I will take exception to your second part, and say that where Fox does do better is the airtime given to other views. All manner of lefties are given serious airtime on FoxNews, both on the opinion and journalism shows. You see fewer conservatives on MSM, and they are always labeled as such. Every one of Brit Hume's broadcasts ends with the "all star panel" which will include either Juan Williams or Maura Liasson from NPR, or Cici Connelly from WaPo (sp? on all names).

The idea of a forceful conservative challenging Dan Rather or Peter Jennings at the end of the show is too incredible to imagine, yet it happens every night on Fox.

Lastly, I think Hinderocker is right that there is such a paucity of Conservative voices at CBS, bias is never challenged. There are several liberal voices at Fox, and I think this prevents the myopia that facilitated RaTHergate.
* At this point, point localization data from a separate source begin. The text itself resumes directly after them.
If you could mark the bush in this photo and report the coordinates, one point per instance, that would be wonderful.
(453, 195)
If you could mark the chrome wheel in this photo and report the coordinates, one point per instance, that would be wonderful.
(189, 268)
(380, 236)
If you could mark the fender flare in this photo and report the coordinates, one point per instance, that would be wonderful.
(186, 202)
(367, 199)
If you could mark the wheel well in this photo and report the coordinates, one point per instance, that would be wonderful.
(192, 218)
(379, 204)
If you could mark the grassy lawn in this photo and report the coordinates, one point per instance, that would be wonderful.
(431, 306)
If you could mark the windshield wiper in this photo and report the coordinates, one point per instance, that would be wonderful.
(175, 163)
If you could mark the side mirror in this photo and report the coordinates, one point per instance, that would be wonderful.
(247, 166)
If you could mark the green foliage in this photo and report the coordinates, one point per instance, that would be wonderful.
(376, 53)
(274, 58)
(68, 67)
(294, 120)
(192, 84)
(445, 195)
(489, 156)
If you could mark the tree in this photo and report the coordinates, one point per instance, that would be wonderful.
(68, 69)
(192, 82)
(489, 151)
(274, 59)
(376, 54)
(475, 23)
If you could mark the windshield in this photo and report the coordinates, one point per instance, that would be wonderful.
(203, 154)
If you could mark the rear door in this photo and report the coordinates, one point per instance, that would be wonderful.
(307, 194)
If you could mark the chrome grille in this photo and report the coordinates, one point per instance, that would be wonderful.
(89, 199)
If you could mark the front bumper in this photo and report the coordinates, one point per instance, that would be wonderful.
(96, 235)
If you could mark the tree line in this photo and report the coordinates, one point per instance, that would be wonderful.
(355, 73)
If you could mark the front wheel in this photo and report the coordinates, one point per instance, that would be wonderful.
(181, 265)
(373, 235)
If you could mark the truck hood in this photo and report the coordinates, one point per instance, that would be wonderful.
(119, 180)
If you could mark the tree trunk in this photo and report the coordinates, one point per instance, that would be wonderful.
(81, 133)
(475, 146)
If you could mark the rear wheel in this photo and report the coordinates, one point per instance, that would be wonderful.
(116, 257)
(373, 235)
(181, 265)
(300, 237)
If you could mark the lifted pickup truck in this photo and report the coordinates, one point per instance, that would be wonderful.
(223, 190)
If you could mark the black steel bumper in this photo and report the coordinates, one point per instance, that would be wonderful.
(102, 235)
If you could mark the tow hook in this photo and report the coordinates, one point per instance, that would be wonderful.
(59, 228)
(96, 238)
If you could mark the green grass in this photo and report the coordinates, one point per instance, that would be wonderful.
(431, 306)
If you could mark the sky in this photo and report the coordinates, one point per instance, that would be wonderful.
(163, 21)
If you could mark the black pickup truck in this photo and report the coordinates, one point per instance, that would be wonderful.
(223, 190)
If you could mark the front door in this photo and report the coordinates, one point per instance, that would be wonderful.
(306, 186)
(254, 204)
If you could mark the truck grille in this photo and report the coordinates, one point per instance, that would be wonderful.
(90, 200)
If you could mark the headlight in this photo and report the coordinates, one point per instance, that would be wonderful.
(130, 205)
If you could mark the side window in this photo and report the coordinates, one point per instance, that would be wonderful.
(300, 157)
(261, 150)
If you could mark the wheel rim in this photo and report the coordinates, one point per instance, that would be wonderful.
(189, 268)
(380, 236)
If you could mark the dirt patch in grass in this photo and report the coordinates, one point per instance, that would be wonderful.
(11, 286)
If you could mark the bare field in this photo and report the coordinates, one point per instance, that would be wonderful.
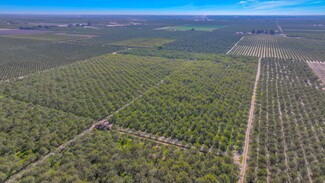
(266, 46)
(319, 69)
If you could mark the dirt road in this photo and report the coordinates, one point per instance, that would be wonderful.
(249, 125)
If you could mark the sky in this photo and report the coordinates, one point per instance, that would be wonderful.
(165, 7)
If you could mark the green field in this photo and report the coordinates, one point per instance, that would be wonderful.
(192, 28)
(143, 42)
(50, 36)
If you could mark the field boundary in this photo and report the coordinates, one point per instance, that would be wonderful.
(249, 125)
(234, 45)
(27, 168)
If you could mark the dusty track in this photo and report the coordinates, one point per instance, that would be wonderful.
(235, 45)
(29, 167)
(249, 125)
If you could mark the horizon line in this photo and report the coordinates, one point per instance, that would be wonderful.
(118, 14)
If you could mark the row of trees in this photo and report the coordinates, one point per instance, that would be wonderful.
(110, 157)
(203, 102)
(288, 139)
(28, 132)
(23, 60)
(271, 32)
(94, 88)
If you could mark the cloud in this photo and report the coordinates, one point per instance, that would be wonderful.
(271, 4)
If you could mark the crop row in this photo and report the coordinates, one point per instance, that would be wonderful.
(276, 47)
(202, 103)
(23, 60)
(93, 88)
(28, 132)
(111, 157)
(287, 142)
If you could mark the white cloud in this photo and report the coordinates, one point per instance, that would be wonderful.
(271, 4)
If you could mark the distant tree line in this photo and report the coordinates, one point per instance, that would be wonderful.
(270, 32)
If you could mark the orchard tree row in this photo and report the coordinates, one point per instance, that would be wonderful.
(28, 132)
(288, 137)
(23, 60)
(202, 103)
(111, 157)
(94, 88)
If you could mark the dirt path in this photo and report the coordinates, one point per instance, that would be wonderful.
(235, 45)
(249, 125)
(280, 29)
(28, 168)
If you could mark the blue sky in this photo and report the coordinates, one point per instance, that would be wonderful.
(174, 7)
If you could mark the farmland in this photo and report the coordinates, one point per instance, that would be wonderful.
(49, 36)
(192, 28)
(118, 99)
(319, 69)
(278, 47)
(287, 143)
(42, 56)
(155, 42)
(124, 159)
(29, 131)
(93, 88)
(191, 105)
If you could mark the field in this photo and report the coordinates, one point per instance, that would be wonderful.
(192, 28)
(93, 88)
(28, 132)
(278, 47)
(5, 32)
(106, 157)
(287, 143)
(154, 42)
(44, 55)
(242, 102)
(319, 69)
(189, 105)
(50, 36)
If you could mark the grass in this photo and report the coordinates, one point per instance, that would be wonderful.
(192, 28)
(143, 42)
(45, 37)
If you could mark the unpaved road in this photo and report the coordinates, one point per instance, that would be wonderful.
(235, 45)
(20, 173)
(249, 125)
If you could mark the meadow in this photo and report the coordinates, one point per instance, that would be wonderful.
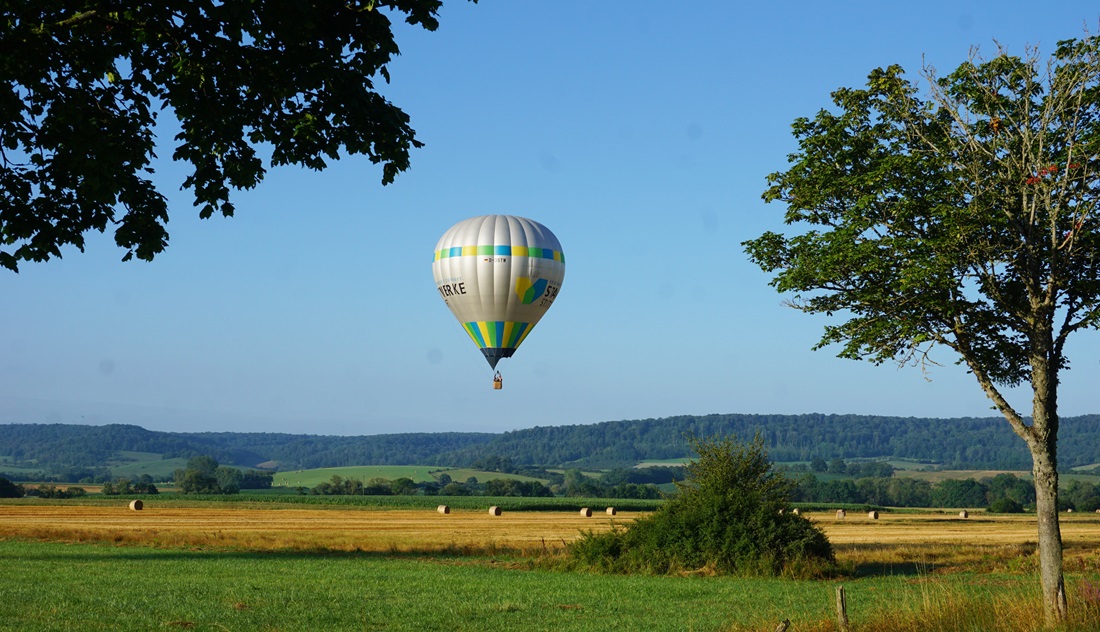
(207, 565)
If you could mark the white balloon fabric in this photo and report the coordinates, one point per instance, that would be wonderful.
(498, 274)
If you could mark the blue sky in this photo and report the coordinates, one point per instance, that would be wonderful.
(639, 134)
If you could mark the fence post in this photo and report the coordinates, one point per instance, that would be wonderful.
(842, 610)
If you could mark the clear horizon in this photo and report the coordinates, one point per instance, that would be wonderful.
(640, 136)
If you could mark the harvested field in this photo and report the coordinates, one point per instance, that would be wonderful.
(402, 530)
(468, 530)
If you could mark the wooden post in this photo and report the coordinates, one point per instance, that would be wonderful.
(842, 610)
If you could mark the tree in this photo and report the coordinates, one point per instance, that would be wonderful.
(965, 220)
(730, 516)
(200, 476)
(84, 82)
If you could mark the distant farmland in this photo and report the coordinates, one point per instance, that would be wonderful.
(417, 473)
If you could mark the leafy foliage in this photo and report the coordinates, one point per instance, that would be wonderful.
(730, 516)
(9, 489)
(72, 453)
(84, 82)
(965, 220)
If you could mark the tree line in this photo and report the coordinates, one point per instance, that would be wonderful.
(70, 453)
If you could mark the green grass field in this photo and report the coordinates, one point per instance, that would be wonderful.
(312, 477)
(50, 586)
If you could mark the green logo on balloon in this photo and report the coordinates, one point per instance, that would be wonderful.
(529, 291)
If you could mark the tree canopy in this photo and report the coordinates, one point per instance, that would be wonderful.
(966, 219)
(81, 86)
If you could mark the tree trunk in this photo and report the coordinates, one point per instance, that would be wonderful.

Posted by: jk at January 12, 2005 09:18 AM

No teeth gnashing here over your reply, but a quibble none the less. Much of the serious airtime given to liberals on Fox is the pairing of forceful hard conservative with a soft spoken moderate liberal, a class to which I would put both Liasson and Williams. The Hannity and Colmes show is the epitome of this.

Posted by: Silence Dogood at January 12, 2005 02:52 PM

I can't defend "Hannity & Colmes" but Juan Williams is a forceful voice, almost always orthogonal to Brit Hume's or Fred Barnes's. Maura and Cici are a little more soft spoken, but they provide a quieter, intellectual voice along the lines of Bill Kristol's.

And, we are comparing the voice of Williams or Liasson or Connelly to whom? There is NO voice on Dan Rather's, Peter Jennings's or Tom Brokaw's broadcasts. My buddy John Stossel somehow climbed the ladder at ABC (kudos to ABC) but a conservative voice on the nightly news broadcasts would be a huge step up for the MSM.